Configuration file

Locally-managed tunnels run as an instance of cloudflared on your machine. You can configure cloudflared properties by modifying command line parameters or by editing the tunnel configuration file.

The CLI provides a quick way to handle configurations if you are connecting a single service through cloudflared. The tunnel configuration file is useful if you are connecting multiple services and need to configure properties or exceptions for specific origins. In the configuration file, you can define top-level properties for your cloudflared instance as well as origin-specific properties. For a full list of configuration options, type cloudflared tunnel help in your terminal.

In the absence of a configuration file, cloudflared will proxy outbound traffic through port 8080.

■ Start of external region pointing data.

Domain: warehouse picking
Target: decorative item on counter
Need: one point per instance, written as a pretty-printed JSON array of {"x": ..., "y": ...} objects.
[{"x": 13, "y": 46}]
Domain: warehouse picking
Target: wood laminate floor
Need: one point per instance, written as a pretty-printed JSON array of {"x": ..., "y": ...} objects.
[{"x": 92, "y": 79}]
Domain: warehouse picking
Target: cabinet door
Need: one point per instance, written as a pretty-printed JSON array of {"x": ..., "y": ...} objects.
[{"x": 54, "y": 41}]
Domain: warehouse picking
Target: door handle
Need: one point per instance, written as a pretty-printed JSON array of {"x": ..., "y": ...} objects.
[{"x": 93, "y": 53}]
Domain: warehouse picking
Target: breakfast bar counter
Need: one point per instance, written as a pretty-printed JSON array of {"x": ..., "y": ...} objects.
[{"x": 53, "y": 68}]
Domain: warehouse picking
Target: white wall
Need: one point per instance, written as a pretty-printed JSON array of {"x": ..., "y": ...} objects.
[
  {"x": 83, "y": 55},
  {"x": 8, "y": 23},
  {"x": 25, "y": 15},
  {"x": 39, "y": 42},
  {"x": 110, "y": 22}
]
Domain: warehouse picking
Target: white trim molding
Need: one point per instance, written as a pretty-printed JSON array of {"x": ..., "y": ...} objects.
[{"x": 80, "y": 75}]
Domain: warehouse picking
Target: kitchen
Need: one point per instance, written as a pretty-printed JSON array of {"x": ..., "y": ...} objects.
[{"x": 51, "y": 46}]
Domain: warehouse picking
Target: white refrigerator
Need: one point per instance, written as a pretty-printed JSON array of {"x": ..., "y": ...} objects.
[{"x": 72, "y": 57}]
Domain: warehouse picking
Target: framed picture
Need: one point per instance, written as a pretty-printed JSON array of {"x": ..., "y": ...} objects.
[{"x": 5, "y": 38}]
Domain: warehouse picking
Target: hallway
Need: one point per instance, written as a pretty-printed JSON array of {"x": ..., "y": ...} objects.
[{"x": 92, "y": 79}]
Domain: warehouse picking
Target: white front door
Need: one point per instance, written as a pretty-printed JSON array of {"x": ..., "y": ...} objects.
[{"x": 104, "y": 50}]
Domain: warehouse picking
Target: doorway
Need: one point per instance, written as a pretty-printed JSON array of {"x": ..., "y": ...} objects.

File structure for private networks

If you are exposing a private network to end users running WARP, you need to add the warp-routing key and set it to true:

tunnel: <Tunnel-UUID>
credentials-file: /path/<Tunnel-UUID>.json
warp-routing:
  enabled: true

File structure for public hostnames

If you are exposing local services to the Internet, you can assign a public hostname to each service:

tunnel: 6ff42ae2-765d-4adf-8112-31c55c1551ef
credentials-file: /root/.cloudflared/6ff42ae2-765d-4adf-8112-31c55c1551ef.json

ingress:
  - hostname: gitlab.widgetcorp.tech
    service: http://localhost:80
  - hostname: gitlab-ssh.widgetcorp.tech
    service: ssh://localhost:22
  - service: http_status:404

Configuration files that contain ingress rules must always include a catch-all rule that concludes the file. In this example, cloudflared will respond with a 404 status code when the request does not match any of the previous hostnames.

How traffic is matched

When cloudflared receives an incoming request, it evaluates each ingress rule from top to bottom to find which rule matches the request. Rules can match either the hostname or path of an incoming request, or both. If a rule does not specify a hostname, all hostnames will be matched. If a rule does not specify a path, all paths will be matched.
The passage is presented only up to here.